Can we get a tensor out of summation of one vector with its transpose?

Question

I don't know much about tensor calculus and here is something I'm trying to figure out.

$$T=\mu({\nabla}\vec{V}+{\nabla}\vec{V}^T)$$

T is viscous stress tensor and $\vec{V}$ is the velocity vector. How do we get a tensor of rank 2 by adding a vector (gradient of velocity) to its transpose? My best guess is that the gradient of a vector is a 2nd rank tensor (though we are told in engineering schools that the gradient is only defined for scalar fields). Am I right? Am I missing something here?

Thanks.

Answer 1

If $\mathbf{v}=(v_1,v_2v_3)$ is a vector, its gradient is the matrix:

$$ \nabla \mathbf{v}= \begin{bmatrix} \frac{\partial v_1}{\partial x_1}&\frac{\partial v_1}{\partial x_2}&\frac{\partial v_1}{\partial x_3}\\ \frac{\partial v_2}{\partial x_1}&\frac{\partial v_2}{\partial x_2}&\frac{\partial v_2}{\partial x_3}\\ \frac{\partial v_3}{\partial x_1}&\frac{\partial v_3}{\partial x_2}&\frac{\partial v_3}{\partial x_3}\\ \end{bmatrix} $$ that is the so called Jacobian matrix.

Note that the elements in the $i-$row of this matrix are the components of the gradient of the $i-$componet if the vector $\mathbf{v}$.

This matrix contains all the informations about the first order changes of the vector $\mathbf{v}$ in any direction, and it transforms as a covariant tensor for linear transformation of the coordinates. But note that it is not covariant for curvilinear changes of coordinates, so it is not properly a tensor.

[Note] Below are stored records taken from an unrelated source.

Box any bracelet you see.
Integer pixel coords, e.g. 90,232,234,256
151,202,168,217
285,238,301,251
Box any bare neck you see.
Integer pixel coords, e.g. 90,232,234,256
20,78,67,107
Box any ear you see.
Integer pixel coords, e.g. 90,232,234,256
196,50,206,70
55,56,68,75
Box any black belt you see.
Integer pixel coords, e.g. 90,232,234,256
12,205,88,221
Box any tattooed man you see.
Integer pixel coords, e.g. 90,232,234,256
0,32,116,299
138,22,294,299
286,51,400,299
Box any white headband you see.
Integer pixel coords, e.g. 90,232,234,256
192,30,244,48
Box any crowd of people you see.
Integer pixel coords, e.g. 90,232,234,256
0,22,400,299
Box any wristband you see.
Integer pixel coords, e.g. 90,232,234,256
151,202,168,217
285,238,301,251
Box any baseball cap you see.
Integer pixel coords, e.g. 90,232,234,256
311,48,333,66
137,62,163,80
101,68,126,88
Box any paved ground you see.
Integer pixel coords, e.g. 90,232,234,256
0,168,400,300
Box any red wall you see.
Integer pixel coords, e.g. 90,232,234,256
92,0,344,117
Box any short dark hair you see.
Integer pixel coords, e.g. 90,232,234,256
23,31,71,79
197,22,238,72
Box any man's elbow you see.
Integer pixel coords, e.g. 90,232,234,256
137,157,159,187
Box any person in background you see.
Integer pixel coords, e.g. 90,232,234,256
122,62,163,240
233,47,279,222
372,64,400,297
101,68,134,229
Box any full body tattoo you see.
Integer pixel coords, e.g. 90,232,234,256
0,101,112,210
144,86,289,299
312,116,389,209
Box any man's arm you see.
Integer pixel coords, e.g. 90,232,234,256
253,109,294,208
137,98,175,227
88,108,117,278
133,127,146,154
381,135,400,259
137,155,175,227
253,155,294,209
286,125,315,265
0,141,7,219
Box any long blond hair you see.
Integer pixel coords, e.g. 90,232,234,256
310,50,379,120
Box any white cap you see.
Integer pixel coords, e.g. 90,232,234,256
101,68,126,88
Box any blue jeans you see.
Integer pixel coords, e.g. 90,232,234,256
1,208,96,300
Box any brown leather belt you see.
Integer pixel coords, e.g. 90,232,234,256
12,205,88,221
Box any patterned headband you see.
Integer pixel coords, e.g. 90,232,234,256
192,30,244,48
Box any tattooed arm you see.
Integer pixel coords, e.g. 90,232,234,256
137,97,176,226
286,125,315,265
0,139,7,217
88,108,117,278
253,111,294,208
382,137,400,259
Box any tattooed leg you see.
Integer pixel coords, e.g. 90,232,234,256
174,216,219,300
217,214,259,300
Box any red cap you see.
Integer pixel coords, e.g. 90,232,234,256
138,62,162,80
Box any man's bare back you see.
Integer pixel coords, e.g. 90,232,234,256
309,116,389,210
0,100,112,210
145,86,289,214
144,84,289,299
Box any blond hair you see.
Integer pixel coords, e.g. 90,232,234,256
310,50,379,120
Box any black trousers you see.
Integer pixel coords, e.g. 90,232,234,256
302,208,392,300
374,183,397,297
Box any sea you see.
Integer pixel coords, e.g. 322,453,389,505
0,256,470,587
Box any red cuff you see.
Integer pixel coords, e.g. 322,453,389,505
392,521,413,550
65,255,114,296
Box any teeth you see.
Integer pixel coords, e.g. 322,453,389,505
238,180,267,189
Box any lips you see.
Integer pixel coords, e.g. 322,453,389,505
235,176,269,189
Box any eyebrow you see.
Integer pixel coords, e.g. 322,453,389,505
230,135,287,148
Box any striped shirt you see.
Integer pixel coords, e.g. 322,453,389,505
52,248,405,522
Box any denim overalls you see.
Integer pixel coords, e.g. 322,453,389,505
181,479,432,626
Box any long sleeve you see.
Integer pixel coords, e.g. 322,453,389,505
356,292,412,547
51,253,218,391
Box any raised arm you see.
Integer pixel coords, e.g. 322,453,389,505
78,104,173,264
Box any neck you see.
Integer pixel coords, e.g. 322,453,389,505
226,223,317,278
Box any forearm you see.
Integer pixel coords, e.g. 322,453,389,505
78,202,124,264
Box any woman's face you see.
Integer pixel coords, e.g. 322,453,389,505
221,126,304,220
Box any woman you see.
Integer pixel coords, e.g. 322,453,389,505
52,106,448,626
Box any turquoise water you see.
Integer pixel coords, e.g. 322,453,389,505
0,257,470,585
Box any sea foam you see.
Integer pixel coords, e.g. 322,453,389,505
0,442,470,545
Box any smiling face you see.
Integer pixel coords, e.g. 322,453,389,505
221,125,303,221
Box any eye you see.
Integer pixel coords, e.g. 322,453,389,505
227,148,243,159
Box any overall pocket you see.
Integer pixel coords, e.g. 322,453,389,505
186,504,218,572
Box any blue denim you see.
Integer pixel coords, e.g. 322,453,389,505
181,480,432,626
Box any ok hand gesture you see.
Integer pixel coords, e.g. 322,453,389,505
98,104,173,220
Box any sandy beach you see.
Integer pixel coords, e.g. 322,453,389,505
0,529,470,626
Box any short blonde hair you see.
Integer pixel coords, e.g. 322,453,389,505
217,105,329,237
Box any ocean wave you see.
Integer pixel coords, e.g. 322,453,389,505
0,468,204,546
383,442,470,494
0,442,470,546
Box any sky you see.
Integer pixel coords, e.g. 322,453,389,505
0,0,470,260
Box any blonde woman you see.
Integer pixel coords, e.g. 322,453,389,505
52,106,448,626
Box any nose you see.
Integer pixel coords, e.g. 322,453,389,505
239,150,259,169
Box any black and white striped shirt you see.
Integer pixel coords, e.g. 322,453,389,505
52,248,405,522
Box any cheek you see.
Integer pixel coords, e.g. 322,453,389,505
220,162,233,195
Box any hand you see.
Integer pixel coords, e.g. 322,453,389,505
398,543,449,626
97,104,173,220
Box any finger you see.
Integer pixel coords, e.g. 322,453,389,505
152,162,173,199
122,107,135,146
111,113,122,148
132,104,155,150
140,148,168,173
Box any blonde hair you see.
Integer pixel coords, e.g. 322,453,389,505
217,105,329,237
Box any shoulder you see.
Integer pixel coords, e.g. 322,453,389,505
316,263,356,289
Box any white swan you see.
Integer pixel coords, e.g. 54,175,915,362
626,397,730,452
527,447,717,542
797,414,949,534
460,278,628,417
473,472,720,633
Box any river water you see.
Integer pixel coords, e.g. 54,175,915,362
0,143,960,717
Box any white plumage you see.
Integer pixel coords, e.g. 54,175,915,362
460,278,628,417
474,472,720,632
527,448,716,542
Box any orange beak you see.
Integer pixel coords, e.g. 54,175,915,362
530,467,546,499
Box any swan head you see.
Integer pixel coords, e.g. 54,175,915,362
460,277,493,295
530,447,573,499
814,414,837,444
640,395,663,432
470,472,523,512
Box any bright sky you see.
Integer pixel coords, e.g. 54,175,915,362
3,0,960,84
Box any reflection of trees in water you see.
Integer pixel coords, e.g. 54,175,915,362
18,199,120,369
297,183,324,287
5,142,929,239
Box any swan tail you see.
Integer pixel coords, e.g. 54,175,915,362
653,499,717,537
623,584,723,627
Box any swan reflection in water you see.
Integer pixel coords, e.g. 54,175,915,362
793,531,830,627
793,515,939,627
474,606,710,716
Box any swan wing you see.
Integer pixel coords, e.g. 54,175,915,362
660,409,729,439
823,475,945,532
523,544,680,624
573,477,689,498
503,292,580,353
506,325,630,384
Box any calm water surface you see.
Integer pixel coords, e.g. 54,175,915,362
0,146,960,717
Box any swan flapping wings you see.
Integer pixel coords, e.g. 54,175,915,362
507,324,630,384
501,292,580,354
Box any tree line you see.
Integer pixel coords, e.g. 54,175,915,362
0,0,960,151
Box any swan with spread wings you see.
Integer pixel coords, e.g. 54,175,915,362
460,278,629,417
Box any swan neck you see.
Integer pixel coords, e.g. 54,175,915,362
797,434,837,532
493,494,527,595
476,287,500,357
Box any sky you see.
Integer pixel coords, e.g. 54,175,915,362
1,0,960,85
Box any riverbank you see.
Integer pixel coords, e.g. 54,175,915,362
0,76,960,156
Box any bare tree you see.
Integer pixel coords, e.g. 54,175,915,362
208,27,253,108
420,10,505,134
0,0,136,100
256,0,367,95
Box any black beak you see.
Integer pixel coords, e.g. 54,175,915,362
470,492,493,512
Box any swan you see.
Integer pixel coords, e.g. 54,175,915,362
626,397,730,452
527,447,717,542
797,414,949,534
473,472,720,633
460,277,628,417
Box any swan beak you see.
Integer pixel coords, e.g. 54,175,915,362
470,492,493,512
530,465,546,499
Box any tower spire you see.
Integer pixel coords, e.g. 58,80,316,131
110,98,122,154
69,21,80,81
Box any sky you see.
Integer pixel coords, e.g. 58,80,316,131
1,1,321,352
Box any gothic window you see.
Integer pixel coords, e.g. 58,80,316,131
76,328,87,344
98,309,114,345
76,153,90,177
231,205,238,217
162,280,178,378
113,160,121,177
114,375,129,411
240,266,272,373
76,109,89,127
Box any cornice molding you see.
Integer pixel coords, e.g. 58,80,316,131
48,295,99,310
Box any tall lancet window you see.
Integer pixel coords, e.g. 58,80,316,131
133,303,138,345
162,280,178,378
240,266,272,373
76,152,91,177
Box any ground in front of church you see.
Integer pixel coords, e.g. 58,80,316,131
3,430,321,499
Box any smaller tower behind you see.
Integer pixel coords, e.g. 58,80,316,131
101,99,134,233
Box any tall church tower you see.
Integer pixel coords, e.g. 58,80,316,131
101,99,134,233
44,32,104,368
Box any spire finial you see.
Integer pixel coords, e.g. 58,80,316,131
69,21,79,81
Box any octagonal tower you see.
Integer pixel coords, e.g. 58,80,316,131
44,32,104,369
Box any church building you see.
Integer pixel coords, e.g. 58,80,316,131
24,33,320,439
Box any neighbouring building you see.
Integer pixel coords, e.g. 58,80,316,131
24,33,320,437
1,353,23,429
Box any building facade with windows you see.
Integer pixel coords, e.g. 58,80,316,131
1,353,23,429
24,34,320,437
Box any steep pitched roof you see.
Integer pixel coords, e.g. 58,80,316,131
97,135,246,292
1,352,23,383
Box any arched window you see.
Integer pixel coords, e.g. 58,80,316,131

For a simple introduction to tensor and covariant derivative you can see here.

Answer 2

To take it a bit further than Emilio and to answer your question: $\vec{\nabla}\vec{v}$ and its transpose are already rank 2 tensors. Scalars are rank 0, vectors are rank 1 and each subsequent addition of a 'component' increases the rank by one.

The result of the addition of two rank 2 tensors is still a rank 2 tensor: $$\vec{\nabla}\vec{v} + \left(\vec{\nabla}\vec{v}\right)^T = \left[\begin{array}{ccc} \partial_{x}u & \partial_{y}u & \partial_{z}u\\ \partial_{x}v & \partial_{y}v & \partial_{z}v\\ \partial_{x}w & \partial_{y}w & \partial_{z}w \end{array}\right] + \left[\begin{array}{ccc} \partial_{x}u & \partial_{x}v & \partial_{x}w\\ \partial_{y}u & \partial_{y}v & \partial_{y}w\\ \partial_{z}u & \partial_{z}v & \partial_{z}w \end{array}\right] = \left[\begin{array}{ccc} 2\partial_{x}u & \partial_{y}u+\partial_{x}v & \partial_{z}u+\partial_{x}w\\ \partial_{x}v+\partial_{y}u & 2\partial_{y}v & \partial_{z}v+\partial_{y}w\\ \partial_{x}w+\partial_{z}u & \partial_{y}w+\partial_{z}v & 2\partial_{z}w \end{array}\right] $$

Clearly the number of 'components' are preserved and the result is a rank 2 tensor.